Inside the building is by no means as lively. On the first two floors, however, the budget did allow some scope for the designer. Graves’ palette of cool pastel colours conveys a subdued, elegant feeling in the entrance and double-height lobby. In the lobby up/downlighters serve as column capitals. The lobby is paved with black terrazzo tiles. Other accommodation on the ground floor includes six commercial shops, a coffee shop and a city building-permit centre.
The first floor contains three meeting rooms and an art gallery in the area overlooking the lobby. The offices themselves, Graves admits, are standard spec offices. Yet it is in the offices that the discipline of small, square windows has the greatest effect. The windows, in contrast to a modern window-wall, frame all views, making certain the distinction between inside and outside. Even behind the blank reflective glass the square windows have been imposed; an opaque screen creates the disjuncture between exterior appearance and interior reality.
But is there anything strikingly new about the forms of the Portland building? A decorated urban box has clear antecedents in the United States, particularly in the Art Deco skyscrapers of the ‘20s and ‘30s. And much about the Graves design recalls the Art Deco work: frills on the outside, the aesthetic carried into the lobby, but the offices standard issue. The soaring quality of the Art Deco skyscrapers is quite dissimilar, however, to the strong squatness of the Portland work.
The jazz age has given way to something more stolid, phlegmatic, something more atuned to the spirit of a conservative city in an increasingly conservative country. In character Graves’ building is closer to the weight of the Beaux-Arts works of McKim Mead & White than to the exuberance of the McGraw-Hill Building. But there is something added to the Classical tradition in Graves’ design, a certain freedom of form and decoration which brings it closer to the European tradition of the Viennese Secessionists Hoffmann, Olbrich and Wagner.

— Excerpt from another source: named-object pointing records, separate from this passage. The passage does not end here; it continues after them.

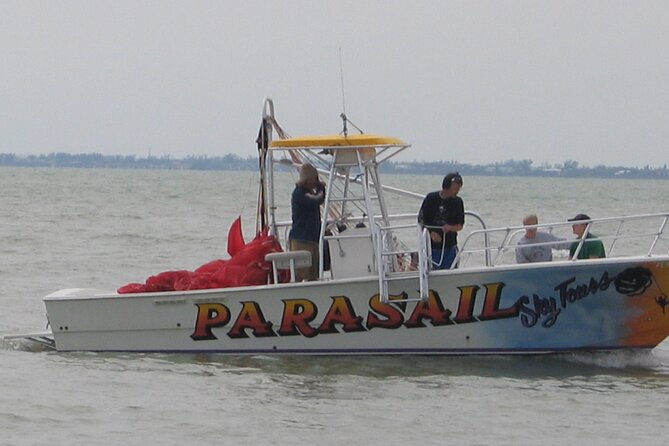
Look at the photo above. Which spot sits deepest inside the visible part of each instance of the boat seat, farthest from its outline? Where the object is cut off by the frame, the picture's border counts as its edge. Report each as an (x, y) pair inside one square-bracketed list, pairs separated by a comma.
[(288, 260)]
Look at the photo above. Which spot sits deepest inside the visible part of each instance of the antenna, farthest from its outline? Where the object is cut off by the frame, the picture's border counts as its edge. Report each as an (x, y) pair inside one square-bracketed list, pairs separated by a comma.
[(343, 95)]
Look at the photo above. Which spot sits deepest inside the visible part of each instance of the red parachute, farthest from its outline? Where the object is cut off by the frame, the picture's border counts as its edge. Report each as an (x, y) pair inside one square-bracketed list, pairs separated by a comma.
[(246, 266)]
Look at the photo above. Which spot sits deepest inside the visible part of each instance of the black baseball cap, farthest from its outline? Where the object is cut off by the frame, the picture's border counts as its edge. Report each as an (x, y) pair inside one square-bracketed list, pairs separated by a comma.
[(580, 217), (453, 177)]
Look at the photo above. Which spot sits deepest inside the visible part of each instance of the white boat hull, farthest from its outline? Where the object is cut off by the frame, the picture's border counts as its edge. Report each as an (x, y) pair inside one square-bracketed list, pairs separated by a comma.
[(523, 309)]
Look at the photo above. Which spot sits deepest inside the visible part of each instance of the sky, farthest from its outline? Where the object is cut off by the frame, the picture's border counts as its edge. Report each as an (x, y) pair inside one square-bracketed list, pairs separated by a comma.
[(470, 81)]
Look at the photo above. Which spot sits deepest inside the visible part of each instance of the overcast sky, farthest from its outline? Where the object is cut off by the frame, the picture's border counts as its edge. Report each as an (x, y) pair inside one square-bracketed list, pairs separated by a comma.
[(471, 81)]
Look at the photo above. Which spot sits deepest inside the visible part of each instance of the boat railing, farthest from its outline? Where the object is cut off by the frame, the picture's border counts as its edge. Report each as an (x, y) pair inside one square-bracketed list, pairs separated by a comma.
[(635, 235)]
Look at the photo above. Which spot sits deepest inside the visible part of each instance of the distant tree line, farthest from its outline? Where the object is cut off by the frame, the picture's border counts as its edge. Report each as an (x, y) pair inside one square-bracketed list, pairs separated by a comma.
[(568, 168)]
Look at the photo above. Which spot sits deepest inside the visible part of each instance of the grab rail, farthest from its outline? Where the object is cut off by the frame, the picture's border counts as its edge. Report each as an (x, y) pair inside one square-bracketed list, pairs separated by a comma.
[(627, 228)]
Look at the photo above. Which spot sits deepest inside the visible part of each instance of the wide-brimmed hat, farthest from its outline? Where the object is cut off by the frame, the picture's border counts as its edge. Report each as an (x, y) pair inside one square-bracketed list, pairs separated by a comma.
[(580, 217), (307, 171)]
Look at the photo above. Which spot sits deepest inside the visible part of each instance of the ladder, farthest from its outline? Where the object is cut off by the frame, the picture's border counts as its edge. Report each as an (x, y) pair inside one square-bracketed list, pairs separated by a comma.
[(386, 258), (354, 166)]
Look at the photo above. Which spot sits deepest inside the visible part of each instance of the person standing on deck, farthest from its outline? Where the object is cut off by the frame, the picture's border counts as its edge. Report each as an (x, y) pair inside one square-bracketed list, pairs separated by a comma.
[(535, 246), (592, 248), (443, 213), (306, 200)]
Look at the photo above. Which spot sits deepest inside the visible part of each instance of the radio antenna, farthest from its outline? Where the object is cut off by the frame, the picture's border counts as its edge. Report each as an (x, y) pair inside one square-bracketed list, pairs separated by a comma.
[(343, 95)]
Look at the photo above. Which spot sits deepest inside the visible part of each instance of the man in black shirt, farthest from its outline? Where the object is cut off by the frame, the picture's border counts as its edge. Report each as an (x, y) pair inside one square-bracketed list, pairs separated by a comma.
[(443, 213)]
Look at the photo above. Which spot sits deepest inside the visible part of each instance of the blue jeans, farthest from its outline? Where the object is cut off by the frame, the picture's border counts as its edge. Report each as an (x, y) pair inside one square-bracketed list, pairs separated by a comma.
[(447, 261)]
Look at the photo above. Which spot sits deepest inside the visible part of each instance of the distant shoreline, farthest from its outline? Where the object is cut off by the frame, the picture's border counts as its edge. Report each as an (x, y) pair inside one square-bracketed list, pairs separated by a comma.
[(525, 168)]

Wagner in particular was wedded to Classicism, but in his grand, never-realised schemes for large public buildings in Vienna he cloaks designs in swags, floriated decoration and odd, Neo-Egyptian sculptures. Rather than heralding a radical new, Post-Modern age, Graves is continuing renewing a style from the early years of this century. If there is any need for labels, the Portland building is Neo-Viennese instead of Post-Modern.
So the Portland work is not The Building of the Future, but a lively descendent of many buildings of the past. The storm of publicity surrounding the design has not magically transformed it into a revolutionary work. Its significance is not lessened for that. In common with other works – the slick Deco of Helmut Jahn in Chicago or Philip Johnson’s much-ballyhooed historicism in New York, Houston and Pittsburgh – Graves is making a break with the Modern box tradition of the middle years of the twentieth century and returning to an older urban tradition.
The design may lack some of the fluency, the accomplishment of its forebears, but all pioneering works risk this failing. The mayor of Portland, Frank Ivancie, has said he believes Graves’ building will become Portland’s Eiffel Tower – an emblem of the city which will draw the curious from around the world. Enjoyable, striking, controversial, the Public Services Building has the qualities to become a potent symbol of Portland.